Diplômé de l’EPFL, Eligio Novello a fondé le bureau U15 en 1994, à Vevey. En plus d’avoir réalisé plusieurs projets tels que des quartiers de logements écologiques, des habitations collectives et des bâtiments administratifs, le Vaudois d’origine italienne développe depuis près de trente ans le concept d’habitat préfabriqué, dans une optique de simplification et de réutilisation des composants et des matières premières. En 2019, le bureau a été distingué par une mention spéciale dans le cadre du Prix Bilan de l’immobilier pour la qualité de ses concepts architecturaux en matière de construction durable, ainsi que par un deuxième prix pour la Maison Keist, à Murist (FR), nommée d’après son maître d’ouvrage, Frédéric Keist. L’année dernière, l’ouvrage a aussi reçu le prix européen Best Architects.

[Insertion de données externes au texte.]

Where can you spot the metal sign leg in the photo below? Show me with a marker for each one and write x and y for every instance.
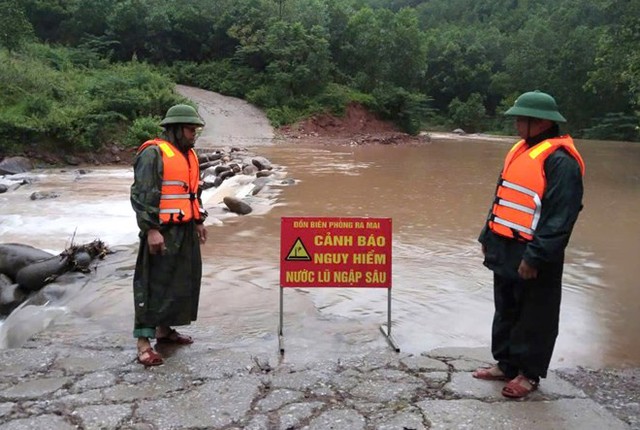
(387, 332)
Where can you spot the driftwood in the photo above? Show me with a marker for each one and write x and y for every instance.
(29, 269)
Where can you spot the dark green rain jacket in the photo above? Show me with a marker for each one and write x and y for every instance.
(166, 287)
(561, 204)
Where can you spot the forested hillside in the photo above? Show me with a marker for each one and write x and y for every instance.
(83, 71)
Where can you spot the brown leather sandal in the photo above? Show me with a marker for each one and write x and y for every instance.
(149, 357)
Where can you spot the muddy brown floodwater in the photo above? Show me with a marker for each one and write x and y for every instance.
(437, 193)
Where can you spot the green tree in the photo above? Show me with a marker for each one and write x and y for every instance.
(15, 28)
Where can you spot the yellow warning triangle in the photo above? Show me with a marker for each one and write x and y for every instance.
(298, 252)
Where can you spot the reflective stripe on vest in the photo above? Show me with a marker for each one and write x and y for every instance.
(180, 179)
(518, 204)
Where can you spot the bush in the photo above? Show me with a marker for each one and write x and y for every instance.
(407, 110)
(468, 115)
(614, 126)
(142, 129)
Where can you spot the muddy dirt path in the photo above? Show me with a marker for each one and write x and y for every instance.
(229, 121)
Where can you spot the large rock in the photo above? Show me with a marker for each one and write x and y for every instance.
(237, 206)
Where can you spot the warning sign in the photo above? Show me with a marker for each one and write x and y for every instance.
(335, 252)
(298, 252)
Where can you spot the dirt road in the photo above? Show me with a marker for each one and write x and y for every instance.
(229, 121)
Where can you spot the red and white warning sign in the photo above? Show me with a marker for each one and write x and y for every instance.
(335, 252)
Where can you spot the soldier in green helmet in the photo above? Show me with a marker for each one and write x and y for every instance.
(536, 204)
(166, 199)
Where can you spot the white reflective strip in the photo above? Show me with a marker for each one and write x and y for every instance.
(179, 183)
(536, 200)
(516, 206)
(512, 225)
(520, 188)
(536, 216)
(175, 196)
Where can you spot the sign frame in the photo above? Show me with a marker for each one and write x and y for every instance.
(336, 252)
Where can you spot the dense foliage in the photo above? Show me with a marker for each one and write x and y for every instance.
(453, 63)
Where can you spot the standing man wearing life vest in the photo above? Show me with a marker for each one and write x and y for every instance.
(537, 201)
(165, 198)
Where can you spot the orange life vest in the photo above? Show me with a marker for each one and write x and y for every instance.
(518, 203)
(180, 181)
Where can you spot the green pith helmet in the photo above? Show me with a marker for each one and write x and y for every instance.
(536, 104)
(182, 114)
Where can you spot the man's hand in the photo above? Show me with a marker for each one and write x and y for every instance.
(155, 240)
(526, 271)
(201, 231)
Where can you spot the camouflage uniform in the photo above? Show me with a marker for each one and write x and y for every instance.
(166, 287)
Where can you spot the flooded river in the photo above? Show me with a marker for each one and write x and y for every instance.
(437, 195)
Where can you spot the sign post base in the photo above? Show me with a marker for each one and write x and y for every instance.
(389, 338)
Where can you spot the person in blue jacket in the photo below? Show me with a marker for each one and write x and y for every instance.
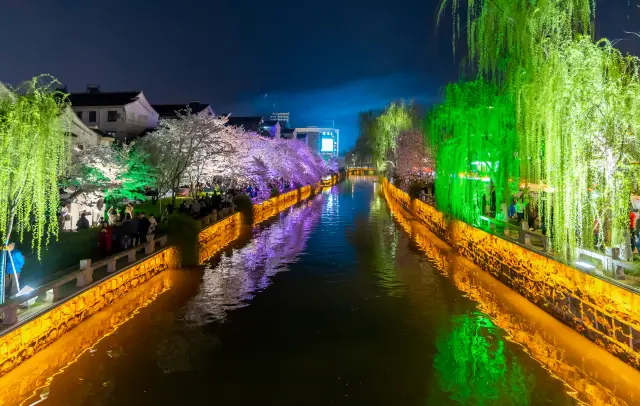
(14, 259)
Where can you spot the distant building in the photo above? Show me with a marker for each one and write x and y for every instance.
(172, 110)
(256, 125)
(82, 135)
(272, 127)
(283, 118)
(324, 141)
(122, 115)
(288, 133)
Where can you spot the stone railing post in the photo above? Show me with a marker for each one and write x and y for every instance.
(10, 314)
(150, 246)
(111, 266)
(85, 276)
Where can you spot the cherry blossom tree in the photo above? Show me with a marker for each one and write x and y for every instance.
(180, 145)
(412, 156)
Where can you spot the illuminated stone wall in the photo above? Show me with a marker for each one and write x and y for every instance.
(26, 339)
(215, 237)
(606, 314)
(277, 204)
(591, 373)
(29, 377)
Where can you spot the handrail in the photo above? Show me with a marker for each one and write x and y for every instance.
(83, 277)
(524, 236)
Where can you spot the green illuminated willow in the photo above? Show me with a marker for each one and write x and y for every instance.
(473, 133)
(475, 368)
(577, 109)
(395, 119)
(35, 151)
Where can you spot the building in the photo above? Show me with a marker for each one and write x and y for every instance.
(172, 110)
(122, 115)
(289, 133)
(271, 128)
(257, 125)
(325, 141)
(283, 118)
(84, 136)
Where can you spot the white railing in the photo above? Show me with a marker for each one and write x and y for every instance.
(52, 291)
(515, 233)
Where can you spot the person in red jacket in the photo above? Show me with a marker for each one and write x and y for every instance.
(104, 239)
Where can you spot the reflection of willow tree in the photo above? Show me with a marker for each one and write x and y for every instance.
(376, 241)
(474, 366)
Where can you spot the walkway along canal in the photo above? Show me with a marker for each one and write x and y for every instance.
(332, 302)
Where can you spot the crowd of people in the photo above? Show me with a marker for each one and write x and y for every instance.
(123, 228)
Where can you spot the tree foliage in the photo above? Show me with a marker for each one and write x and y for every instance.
(36, 151)
(577, 109)
(474, 133)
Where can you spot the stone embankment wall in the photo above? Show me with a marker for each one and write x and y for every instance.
(606, 314)
(27, 338)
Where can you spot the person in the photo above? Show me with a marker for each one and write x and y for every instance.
(129, 211)
(511, 213)
(105, 238)
(520, 209)
(168, 211)
(134, 229)
(113, 216)
(493, 201)
(152, 227)
(83, 222)
(15, 262)
(195, 208)
(143, 227)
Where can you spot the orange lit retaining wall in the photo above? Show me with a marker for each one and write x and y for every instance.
(606, 314)
(214, 238)
(23, 381)
(596, 377)
(26, 339)
(275, 205)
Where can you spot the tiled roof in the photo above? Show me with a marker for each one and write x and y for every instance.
(169, 110)
(103, 98)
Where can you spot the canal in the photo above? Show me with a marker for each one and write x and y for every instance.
(330, 303)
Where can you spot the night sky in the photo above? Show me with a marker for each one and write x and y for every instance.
(319, 60)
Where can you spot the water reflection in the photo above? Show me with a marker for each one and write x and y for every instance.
(467, 354)
(474, 366)
(233, 282)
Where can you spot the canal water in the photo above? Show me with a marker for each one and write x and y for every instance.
(330, 303)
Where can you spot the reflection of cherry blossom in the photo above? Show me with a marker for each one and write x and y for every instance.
(239, 276)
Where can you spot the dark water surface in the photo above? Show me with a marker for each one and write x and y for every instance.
(329, 304)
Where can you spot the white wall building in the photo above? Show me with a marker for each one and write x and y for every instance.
(122, 115)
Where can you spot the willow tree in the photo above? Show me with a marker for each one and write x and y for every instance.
(474, 135)
(35, 151)
(396, 119)
(577, 110)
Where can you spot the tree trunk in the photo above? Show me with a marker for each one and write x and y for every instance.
(3, 257)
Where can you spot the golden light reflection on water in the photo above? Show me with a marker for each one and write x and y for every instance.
(32, 378)
(592, 375)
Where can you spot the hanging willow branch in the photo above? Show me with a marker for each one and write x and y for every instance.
(473, 133)
(36, 151)
(577, 106)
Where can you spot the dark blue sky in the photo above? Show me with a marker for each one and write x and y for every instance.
(320, 60)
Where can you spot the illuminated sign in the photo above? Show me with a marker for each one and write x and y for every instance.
(327, 145)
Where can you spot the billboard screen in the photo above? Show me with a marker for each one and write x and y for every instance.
(327, 145)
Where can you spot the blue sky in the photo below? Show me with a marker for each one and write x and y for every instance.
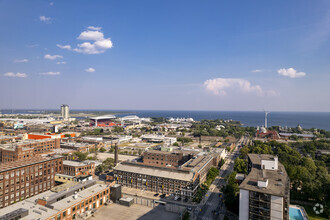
(166, 55)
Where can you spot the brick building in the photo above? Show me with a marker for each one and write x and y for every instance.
(80, 147)
(75, 168)
(163, 159)
(27, 149)
(25, 178)
(75, 202)
(186, 172)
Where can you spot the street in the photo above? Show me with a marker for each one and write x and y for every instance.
(214, 206)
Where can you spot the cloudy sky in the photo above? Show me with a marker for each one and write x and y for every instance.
(165, 55)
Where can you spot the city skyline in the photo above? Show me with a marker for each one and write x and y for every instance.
(169, 55)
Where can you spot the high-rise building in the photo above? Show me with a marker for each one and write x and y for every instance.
(65, 112)
(265, 192)
(24, 178)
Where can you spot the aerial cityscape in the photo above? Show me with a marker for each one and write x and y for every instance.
(165, 110)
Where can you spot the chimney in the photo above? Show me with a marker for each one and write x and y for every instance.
(116, 154)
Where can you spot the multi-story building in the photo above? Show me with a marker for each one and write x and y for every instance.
(80, 147)
(27, 149)
(265, 192)
(65, 112)
(76, 202)
(24, 178)
(183, 183)
(163, 159)
(75, 168)
(174, 176)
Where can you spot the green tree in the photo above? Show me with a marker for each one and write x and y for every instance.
(80, 156)
(240, 166)
(102, 149)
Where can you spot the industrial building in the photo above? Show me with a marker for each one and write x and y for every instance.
(103, 121)
(65, 112)
(24, 178)
(80, 147)
(27, 149)
(75, 168)
(265, 192)
(75, 202)
(178, 173)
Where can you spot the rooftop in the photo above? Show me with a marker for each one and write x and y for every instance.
(37, 211)
(278, 180)
(21, 163)
(76, 163)
(155, 171)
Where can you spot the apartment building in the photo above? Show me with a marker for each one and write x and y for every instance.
(24, 178)
(182, 183)
(75, 202)
(265, 192)
(80, 147)
(163, 159)
(27, 149)
(75, 168)
(181, 179)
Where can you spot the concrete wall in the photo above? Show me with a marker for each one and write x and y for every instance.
(141, 200)
(269, 164)
(174, 208)
(276, 208)
(243, 204)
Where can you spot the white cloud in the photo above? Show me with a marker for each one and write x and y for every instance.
(91, 35)
(90, 70)
(45, 19)
(94, 42)
(67, 47)
(290, 72)
(21, 61)
(31, 45)
(52, 57)
(94, 28)
(220, 86)
(51, 73)
(15, 75)
(272, 93)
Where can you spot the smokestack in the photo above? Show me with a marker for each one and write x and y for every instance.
(116, 154)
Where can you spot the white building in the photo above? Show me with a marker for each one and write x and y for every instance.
(65, 112)
(265, 192)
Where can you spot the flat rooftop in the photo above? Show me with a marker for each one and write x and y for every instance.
(75, 145)
(168, 173)
(26, 162)
(278, 180)
(76, 163)
(41, 212)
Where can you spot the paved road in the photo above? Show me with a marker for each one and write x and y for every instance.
(214, 205)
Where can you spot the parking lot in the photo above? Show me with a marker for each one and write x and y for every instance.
(120, 212)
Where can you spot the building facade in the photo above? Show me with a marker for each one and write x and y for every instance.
(25, 178)
(76, 202)
(74, 168)
(27, 149)
(265, 192)
(163, 180)
(65, 112)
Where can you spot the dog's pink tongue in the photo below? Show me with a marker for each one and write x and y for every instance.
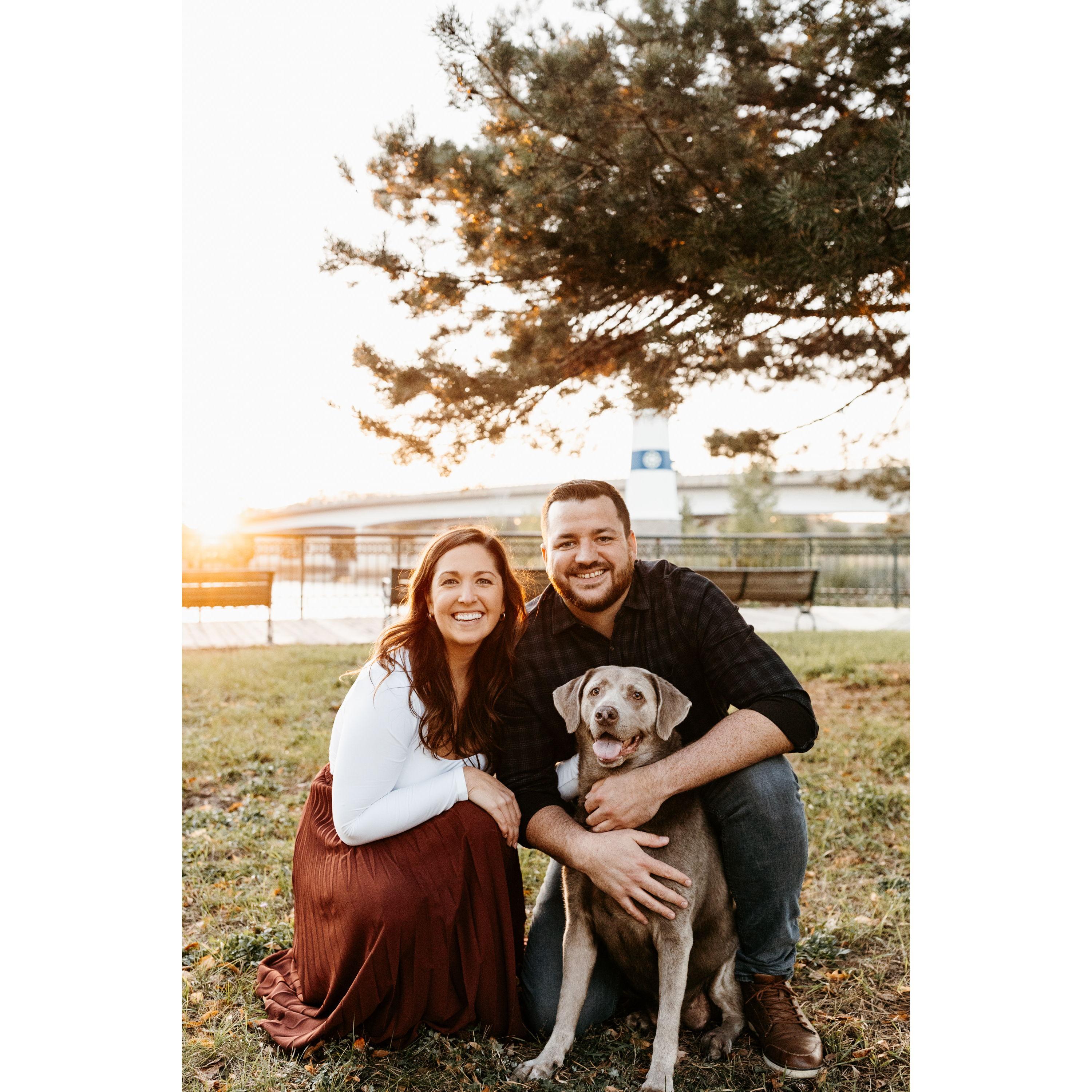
(608, 748)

UN QUARTIER MUTUALISÉ, SOLIDAIRE ET ÉVOLUTIF

Si la Maison Keist est pour l’heure la première construction en kit réalisée selon le principe Minimhouse, Eligio Novello vise à offrir une véritable alternative à l’urbanisation collective de masse en zone rurale et périurbaine. Son idéal: un quartier entier conçu selon ce concept, avec des unités de différentes tailles juxtaposées sur un même terrain. Ainsi, une vingtaine de maisons pourraient être construites sur 3500 m2, sachant que le modèle XXS propose une surface minimale de 32 m2 pour un prix de 235 000 francs. «L’idée est de mutualiser le sol entre les individus, à l’image d’une coopérative d’habitation. On parle alors de densité douce, où l’usage du foncier est optimisé et l’empreinte sur le territoire fortement réduite, grâce à un mode constructif léger pour l’environnement», explique-t-il. La parcelle se partagerait alors entre des espaces privés, semi-publics et publics, tels que des places de jeux et des jardins, afin de permettre à chacun de garder contact avec la terre et de favoriser la mixité générationnelle et le lien social. Actuellement, l’architecte et son équipe approchent les communes afin de trouver des porteurs de projet intéressés. «Celles qui disposent d’un terrain avec droit de superficie qui pourrait convenir peuvent nous contacter», tient-il à souligner.